Traduzione di Adria Tissoni
Mondadori
285 pagine

Non ho mai letto storie di pirati, ma come tutti ne sono rimasta in qualche modo affascinata. Il cinema ha sfruttato l’argomento a dovere e quindi, se anche la sua letteratura ha finora sfuggito il mio sguardo, ho assorbito in qualche modo la mia dose di storie e fantasie.
David Cordingly è stato per 12 anni Direttore delle mostre al National Maritime Museum di Greenwich. Questo libro nasce da un’esposizione degli anni ‘90, «Pirats: Fact and Fiction», che sarebbe dovuta durare solo pochi mesi ma che invece, dato il successo, finì per proseguire per tre anni. Non aspettatevi però di veder confermate le vostre illusioni, perché Cordingly vi farà tornare con i piedi per terra.
Gli stereotipi legati ai pirati sono così radicati nell’immaginario collettivo che ormai l’idea che ce ne siamo fatta è una sola per tutti. Gambe di legno, pappagalli, bandane, cappelli, armi, tavole sospese… La realtà dovrà ridimensionare tutto ciò, si perdevano arti e si trasportavano animali mentre si combatteva armati fino ai denti, ma non c’erano passeggiate sull’asse e in genere la “carriera” di un capitano durava giusti un paio d’anni.
Questo saggio è interessante perché spazia in diversi campi in cui la pirateria appare.
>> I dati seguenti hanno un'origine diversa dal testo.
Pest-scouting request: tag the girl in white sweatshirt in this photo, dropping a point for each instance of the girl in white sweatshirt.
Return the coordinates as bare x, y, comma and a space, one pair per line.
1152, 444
Non solo mi aiutata a farmi un quadro dell’argomento – dove essa era praticata e in che epoca (anche se si concentra sui caraibi e la costa dell’Africa occidentale), ma arriva a spaziare dalla letteratura al cinema. Non dimenticando di parlare dei personaggi più importanti come Barbanera e Sir Henry Morgan, delle battaglie e delle lotte per sconfiggere questa piaga.

Un saggio interessante in cui l’autore ci tiene a sottolineare come le atrocità commesse dai pirati non vadano sottovalutate e che vuole cancellare dalla nostra mente il romanticismo legato a queste figure. Senza però mancare di confermare ciò che di vero ci sia nelle credenze comuni.
Concludo con un breve accenno ai motivi che spingevano un uomo ad unirsi a una ciurma pirata, nonostante i pericoli e le pene per chi veniva catturato, perché è un elenco che mi ha incuriosita.

  • Durante i periodi pace molti uomini si trovavano senza lavoro (marinai che conoscevano solo quel mestiere).
  • Capitani crudeli, spingevano disertare.
  • Alcool.
  • Voglia d’avventura.
  • E soprattutto… il desiderio, la brama, di ricchezze.

Detto questo, tenete presente che non erano pochi coloro che erano costretti a unirsi dopo aver subito un attacco, perché detentori di preziose abilità (chirurghi, carpentieri). Questi sfortunati poteva anche finire appesi come pirati poiché non sempre era possibile dimostrare la loro coercizione e a volte i giudici non si prendevano troppo la briga di controllare.

Mi è piaciuto e contiene molte informazioni, anche se forse sono un po’ sparse, ma devo dire che ho trovato altri saggi di una lettura più scorrevole. È un peccato non aver potuto visitare la mostra, ma chissà, con un tema così popolare, potrebbero finire per riproporla.